While it wasn’t as stressful as I thought it was going to be (it seldom is) here a few exchanges/observations:

  • My father-in-law has a lovely leather chair that is now far too low for him. My daughter observed this twice watching her grandpa trying to stand. He is huge fall risk. A fall for someone in his shape could be the last thing they do on this earth. At the end of the visit she kindly mentioned to my mother-in-law that her grandpa needs a higher chair. She was met with a volley of data about Lewy Body dementia (which my daughter probably knows more about than my mother-in-law) verses Alzheimer’s and which illness presented with physical decline first over mental decline, how there’s no point getting a higher chair because he’ll need a chair with a lift in a matter of months etc. My daughter’s concern for her grandfather’s quality of life and safety was defensively shut down. 

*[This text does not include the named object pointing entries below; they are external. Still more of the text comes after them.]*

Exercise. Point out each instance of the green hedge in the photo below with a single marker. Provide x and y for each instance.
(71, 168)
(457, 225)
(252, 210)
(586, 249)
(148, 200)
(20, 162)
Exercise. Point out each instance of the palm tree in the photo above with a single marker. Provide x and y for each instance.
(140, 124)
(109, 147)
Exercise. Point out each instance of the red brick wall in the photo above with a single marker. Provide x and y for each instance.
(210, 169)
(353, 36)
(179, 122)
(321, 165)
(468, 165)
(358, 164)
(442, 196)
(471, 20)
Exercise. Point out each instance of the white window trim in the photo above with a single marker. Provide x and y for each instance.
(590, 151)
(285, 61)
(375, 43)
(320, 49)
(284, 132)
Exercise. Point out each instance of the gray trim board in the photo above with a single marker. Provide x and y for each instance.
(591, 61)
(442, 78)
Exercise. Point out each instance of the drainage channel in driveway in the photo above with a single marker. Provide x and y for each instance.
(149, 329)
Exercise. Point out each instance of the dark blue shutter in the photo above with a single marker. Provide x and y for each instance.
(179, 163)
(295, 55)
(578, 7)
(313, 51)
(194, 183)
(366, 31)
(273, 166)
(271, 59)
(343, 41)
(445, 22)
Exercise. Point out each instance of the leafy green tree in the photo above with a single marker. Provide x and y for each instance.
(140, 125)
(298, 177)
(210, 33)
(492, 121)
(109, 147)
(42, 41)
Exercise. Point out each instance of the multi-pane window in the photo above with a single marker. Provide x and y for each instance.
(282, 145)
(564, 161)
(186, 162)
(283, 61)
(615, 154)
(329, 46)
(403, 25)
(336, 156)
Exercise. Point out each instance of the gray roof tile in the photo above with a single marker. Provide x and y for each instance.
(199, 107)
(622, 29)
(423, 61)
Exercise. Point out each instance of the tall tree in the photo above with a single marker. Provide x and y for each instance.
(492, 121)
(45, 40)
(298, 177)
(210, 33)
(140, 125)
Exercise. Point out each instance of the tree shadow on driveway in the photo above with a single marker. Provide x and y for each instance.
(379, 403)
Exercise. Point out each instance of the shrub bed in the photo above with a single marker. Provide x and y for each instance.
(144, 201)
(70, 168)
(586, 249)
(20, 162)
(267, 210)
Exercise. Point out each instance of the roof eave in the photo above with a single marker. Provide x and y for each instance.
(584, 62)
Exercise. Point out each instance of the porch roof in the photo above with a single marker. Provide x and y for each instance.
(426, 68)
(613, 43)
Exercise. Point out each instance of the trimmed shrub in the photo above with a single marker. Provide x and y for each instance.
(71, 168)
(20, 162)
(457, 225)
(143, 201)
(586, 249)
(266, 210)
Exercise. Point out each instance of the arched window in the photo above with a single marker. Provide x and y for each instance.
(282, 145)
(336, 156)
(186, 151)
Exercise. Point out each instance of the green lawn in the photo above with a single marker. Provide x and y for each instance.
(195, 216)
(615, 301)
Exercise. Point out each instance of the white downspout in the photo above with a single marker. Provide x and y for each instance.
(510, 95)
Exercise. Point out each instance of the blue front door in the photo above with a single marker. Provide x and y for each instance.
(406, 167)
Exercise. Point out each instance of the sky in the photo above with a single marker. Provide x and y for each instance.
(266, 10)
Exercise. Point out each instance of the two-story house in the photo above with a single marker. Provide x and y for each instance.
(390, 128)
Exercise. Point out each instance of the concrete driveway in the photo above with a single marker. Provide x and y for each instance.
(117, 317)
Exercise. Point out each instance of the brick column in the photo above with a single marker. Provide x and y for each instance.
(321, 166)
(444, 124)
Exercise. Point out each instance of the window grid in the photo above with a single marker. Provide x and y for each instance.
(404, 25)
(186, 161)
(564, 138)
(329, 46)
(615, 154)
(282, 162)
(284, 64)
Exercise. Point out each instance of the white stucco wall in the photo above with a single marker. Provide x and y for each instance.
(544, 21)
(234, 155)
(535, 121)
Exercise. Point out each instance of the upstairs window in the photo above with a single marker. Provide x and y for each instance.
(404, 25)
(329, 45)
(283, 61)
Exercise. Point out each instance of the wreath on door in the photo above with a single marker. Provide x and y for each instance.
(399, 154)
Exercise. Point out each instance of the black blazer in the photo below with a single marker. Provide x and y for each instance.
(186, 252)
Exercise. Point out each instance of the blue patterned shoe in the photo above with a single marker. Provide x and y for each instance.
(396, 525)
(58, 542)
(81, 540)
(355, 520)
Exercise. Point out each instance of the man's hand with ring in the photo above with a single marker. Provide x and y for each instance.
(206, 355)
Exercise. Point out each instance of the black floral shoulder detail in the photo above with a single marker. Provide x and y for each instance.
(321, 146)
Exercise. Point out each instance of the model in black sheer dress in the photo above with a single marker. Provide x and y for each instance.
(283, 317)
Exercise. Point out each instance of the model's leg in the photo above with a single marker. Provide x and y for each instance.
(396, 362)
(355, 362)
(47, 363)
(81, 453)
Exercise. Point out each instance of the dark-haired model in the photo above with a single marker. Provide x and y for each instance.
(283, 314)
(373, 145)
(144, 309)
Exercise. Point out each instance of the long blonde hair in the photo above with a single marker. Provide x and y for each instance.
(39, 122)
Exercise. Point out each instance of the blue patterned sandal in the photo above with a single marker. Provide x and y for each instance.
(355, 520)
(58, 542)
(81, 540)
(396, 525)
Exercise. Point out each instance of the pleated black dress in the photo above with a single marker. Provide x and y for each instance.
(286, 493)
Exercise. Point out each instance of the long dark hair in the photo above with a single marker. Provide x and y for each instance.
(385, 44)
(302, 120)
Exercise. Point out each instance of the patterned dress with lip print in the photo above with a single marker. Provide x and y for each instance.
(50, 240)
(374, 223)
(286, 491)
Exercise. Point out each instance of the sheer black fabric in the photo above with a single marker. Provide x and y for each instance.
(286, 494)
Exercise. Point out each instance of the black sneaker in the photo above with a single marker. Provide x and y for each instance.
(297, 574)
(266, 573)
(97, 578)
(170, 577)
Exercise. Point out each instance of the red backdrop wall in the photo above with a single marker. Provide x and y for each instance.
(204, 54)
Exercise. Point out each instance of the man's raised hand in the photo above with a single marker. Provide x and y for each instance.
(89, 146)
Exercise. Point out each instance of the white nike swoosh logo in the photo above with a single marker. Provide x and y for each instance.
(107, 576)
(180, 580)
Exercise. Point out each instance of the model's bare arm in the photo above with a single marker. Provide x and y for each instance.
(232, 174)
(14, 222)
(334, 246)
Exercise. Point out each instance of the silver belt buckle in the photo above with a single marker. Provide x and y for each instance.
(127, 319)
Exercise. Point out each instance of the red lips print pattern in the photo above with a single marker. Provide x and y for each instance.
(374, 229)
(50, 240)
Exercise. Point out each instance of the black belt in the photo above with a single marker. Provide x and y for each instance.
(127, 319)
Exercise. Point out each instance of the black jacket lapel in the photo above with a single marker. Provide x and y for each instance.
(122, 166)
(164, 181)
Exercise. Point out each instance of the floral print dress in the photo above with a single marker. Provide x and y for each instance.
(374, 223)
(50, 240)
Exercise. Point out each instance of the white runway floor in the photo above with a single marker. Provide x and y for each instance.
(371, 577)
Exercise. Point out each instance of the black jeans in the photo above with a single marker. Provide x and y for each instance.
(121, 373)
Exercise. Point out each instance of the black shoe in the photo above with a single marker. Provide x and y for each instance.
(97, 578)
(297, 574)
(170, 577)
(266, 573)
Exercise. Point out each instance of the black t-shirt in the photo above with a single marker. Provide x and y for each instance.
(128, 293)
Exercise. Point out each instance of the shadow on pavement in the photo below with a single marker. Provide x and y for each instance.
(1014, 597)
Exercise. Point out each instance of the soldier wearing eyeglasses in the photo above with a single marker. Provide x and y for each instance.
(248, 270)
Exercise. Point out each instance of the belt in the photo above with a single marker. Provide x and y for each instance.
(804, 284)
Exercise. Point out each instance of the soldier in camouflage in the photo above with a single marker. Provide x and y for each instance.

  • My mother-in-law refused any help getting lunch to the table and then had to jump up repeatedly to get things she’d forgotten: Napkins, spoons, salad dressing etc. She’s under a tremendous amount of stress.
  • When my mother-in-law talked about what was going on in her garden (a topic to which she made a sudden hard turn to in order to avoid discussing something more personal), she stared intensely at me the whole time. I have a degree in horticulture and a small collection of related industry licenses and certifications. The arena of gardening (plus all topics on child rearing, nutrition and medicine) is one where she must have the upper hand. There is nothing I can contribute to a gardening conversation that isn’t countered. I would Never question her knowledge of French grammar, how to conduct an on-line English Lit class or anything that she clearly has greater knowledge than I. Why I got the steely stare while she spoke about her tomatoes is beyond my understanding. I’ve learned to smile and nod.
  • The table had been ‘extended’ with two sturdy oak TV style tables so we could all sit together. As we approached the dining room, I wanted Chloe and I to sit at the TV tables, or better said, I did not want my mom to sit at one. The space is tight, the TV table is sturdy for what it is, but we’re talking about my mom who tends to catch her feet on things and is generally tottery.  I can’t express all of this in a social situation as my husband is encouraging me to sit next to him and others are asking me where I’d like to sit. Anxiety starts to wrap itself around me like a cloak. Mom took the TV table next to me. As if on queue, the first thing she did was almost knock it over, complete with water class. Chloe, who did take the other TV table, quickly put mom’s water glass on the dining room table. 
  • The seven of us shared a bottle of champagne to toast my father-in-law’s birthday. My mom, who’s last trip to my in-laws was highlighted by getting shit-faced drunk on Thanksgiving, asked for a second splash. None of us are tea-totallers, however, we rarely, rarely serve anything alcoholic to my mother any more. She won’t stop and she can’t handle it physically any longer. Dementia doesn’t help in that she very likely forgets how much she’s had. This is an area where my mother-in-law has my back. While it was mid-day, the single bottle of bubbly, rather than enough for everyone to have a glass, was most likely a calculated decision on her part, for which I am thankful.